Icebreaker games help ease tension and generate conversation, creating a relaxed environment for mingling and getting to know new people. Comical games that generate conversation and get all the women laughing at themselves and each other are especially effective for bonding and building purpose and unity, even if the women come from different age groups or diverse backgrounds. Most humorous icebreaker games are simple and require little expense, equipment or advance planning.
Tell the Truth
A story-telling game using toilet paper allows your guests to reveal something about themselves that gets other participants talking and laughing. However, nobody is required to reveal anything private or embarrassing. To begin, pass a roll of toilet paper around the group. Ask each woman to tear off a strip of any length she likes, but don't tell her why. Announce the rules when all the women have paper in hand -- each tears off one square of toilet paper and tells something true or comical about herself. Go around the table until all the squares have been used.
Although the candy facts game is similar to the toilet paper game, the rules are slightly different. Fill a bowl with colorful candy and give each woman a small plastic bag or a napkin to hold the candy. Ask each woman to take a small handful of candy, then go around the circle as everyone picks one piece of candy and tells something about herself. The catch is that the story depends on the color of the candy. For example, picking a blue candy calls for a childhood story, and a red candy means the participant tells something about her family, a pink candy calls for a story about a first boyfriend and a green candy calls for any random fact. Make up your own creative guidelines appropriate for the occasion.
This version of the traditional scavenger hunt is well-suited for women's groups. Plan ahead and make a list of items women may have in her bag or purse.
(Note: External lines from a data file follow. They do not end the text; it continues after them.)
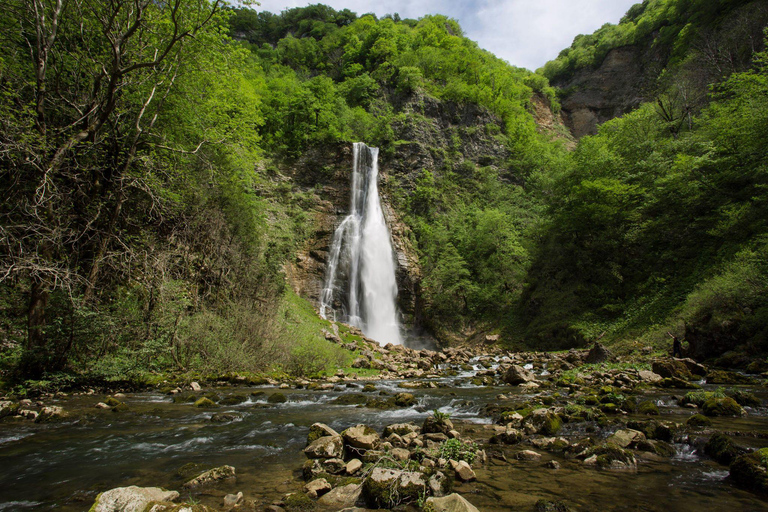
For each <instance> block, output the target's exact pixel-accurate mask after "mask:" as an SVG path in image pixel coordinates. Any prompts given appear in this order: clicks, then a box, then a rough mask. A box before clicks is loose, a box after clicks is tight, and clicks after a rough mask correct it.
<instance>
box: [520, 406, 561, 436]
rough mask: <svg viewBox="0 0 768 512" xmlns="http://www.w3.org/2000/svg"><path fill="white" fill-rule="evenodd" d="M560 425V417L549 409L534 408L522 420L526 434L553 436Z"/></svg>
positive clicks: (557, 429)
mask: <svg viewBox="0 0 768 512" xmlns="http://www.w3.org/2000/svg"><path fill="white" fill-rule="evenodd" d="M561 426H562V421H561V420H560V417H558V416H557V414H555V413H553V412H552V411H550V410H549V409H536V410H535V411H533V412H532V413H531V414H530V415H529V416H528V417H527V418H525V420H524V421H523V427H524V428H525V432H526V433H527V434H542V435H545V436H553V435H555V434H557V432H558V431H559V430H560V427H561Z"/></svg>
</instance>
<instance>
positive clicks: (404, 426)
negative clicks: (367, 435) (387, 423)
mask: <svg viewBox="0 0 768 512" xmlns="http://www.w3.org/2000/svg"><path fill="white" fill-rule="evenodd" d="M419 430H420V429H419V427H418V426H416V425H414V424H413V423H394V424H392V425H387V426H386V427H384V437H385V438H386V437H389V436H390V435H392V434H397V435H399V436H406V435H408V434H418V433H419Z"/></svg>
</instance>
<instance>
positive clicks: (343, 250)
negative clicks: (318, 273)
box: [320, 142, 402, 345]
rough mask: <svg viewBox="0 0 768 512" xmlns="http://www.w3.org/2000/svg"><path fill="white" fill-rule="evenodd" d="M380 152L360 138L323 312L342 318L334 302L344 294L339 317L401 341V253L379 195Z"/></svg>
mask: <svg viewBox="0 0 768 512" xmlns="http://www.w3.org/2000/svg"><path fill="white" fill-rule="evenodd" d="M378 157H379V150H378V149H377V148H369V147H368V146H366V145H365V144H363V143H362V142H356V143H355V145H354V156H353V159H354V164H353V167H352V187H351V189H352V193H351V198H350V206H349V215H348V216H347V217H346V218H344V220H343V221H342V222H341V224H339V227H338V228H336V231H335V232H334V234H333V241H332V243H331V253H330V254H329V256H328V267H327V269H326V276H325V285H324V287H323V292H322V295H321V297H320V316H322V317H323V318H326V317H327V315H328V314H329V312H330V313H331V316H332V318H333V319H334V320H336V319H337V318H336V313H337V312H336V311H335V310H334V309H333V304H334V300H338V301H339V302H340V304H341V308H342V317H341V318H339V320H342V321H345V322H347V323H350V324H352V325H354V326H356V327H359V328H360V329H361V330H362V331H363V333H365V335H366V336H368V337H369V338H372V339H374V340H376V341H378V342H379V343H381V344H386V343H393V344H396V345H399V344H401V343H402V341H401V339H400V325H399V323H398V321H397V308H396V305H395V299H396V298H397V282H396V281H395V259H394V251H393V250H392V243H391V241H390V237H389V230H388V229H387V223H386V222H385V220H384V213H383V212H382V210H381V203H380V201H379V187H378V183H377V181H378V175H379V166H378Z"/></svg>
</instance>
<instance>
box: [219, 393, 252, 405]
mask: <svg viewBox="0 0 768 512" xmlns="http://www.w3.org/2000/svg"><path fill="white" fill-rule="evenodd" d="M246 400H248V398H247V397H246V396H245V395H230V396H225V397H224V398H222V399H221V400H219V404H221V405H238V404H241V403H243V402H245V401H246Z"/></svg>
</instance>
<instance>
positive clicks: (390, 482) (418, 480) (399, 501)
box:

For example, include items such as paper clips, bobby pins, pennies, breath mints, a romance novel, dental floss, a crossword puzzle, a button or theater stub. Include a few items that are more unusual, such as guitar picks, golf tees, a needle and thread or baby rattles. Each item is worth one point, and the woman with the most points in a predetermined time limit wins the game. If the group is large, divide it into teams of four to six women.
The shopping game is a slightly more involved version of a childhood party game. It requires no planning or supplies. The first woman says, "I went shopping and I bought...," filling in the blank with an item that starts with "A," such as "apron" or address book. The next woman repeats what the first woman said, and then adds something that starts with the letter B. The game continues through the alphabet and becomes very comical as each woman attempts to remember the growing list of items. If you want to keep the game moving and make it even funnier, eliminate women from the game when they pause or forget an item in the list.
The yearbook game has no rules and no winners or losers, but it is useful for prompting laughter and conversation. Ask each woman to bring her high school yearbook, then have fun comparing notes about old hairstyles, styles and fads. You can use items other than yearbooks, depending on the group. For example, use wedding albums, baby books, or just collections of funny old photos.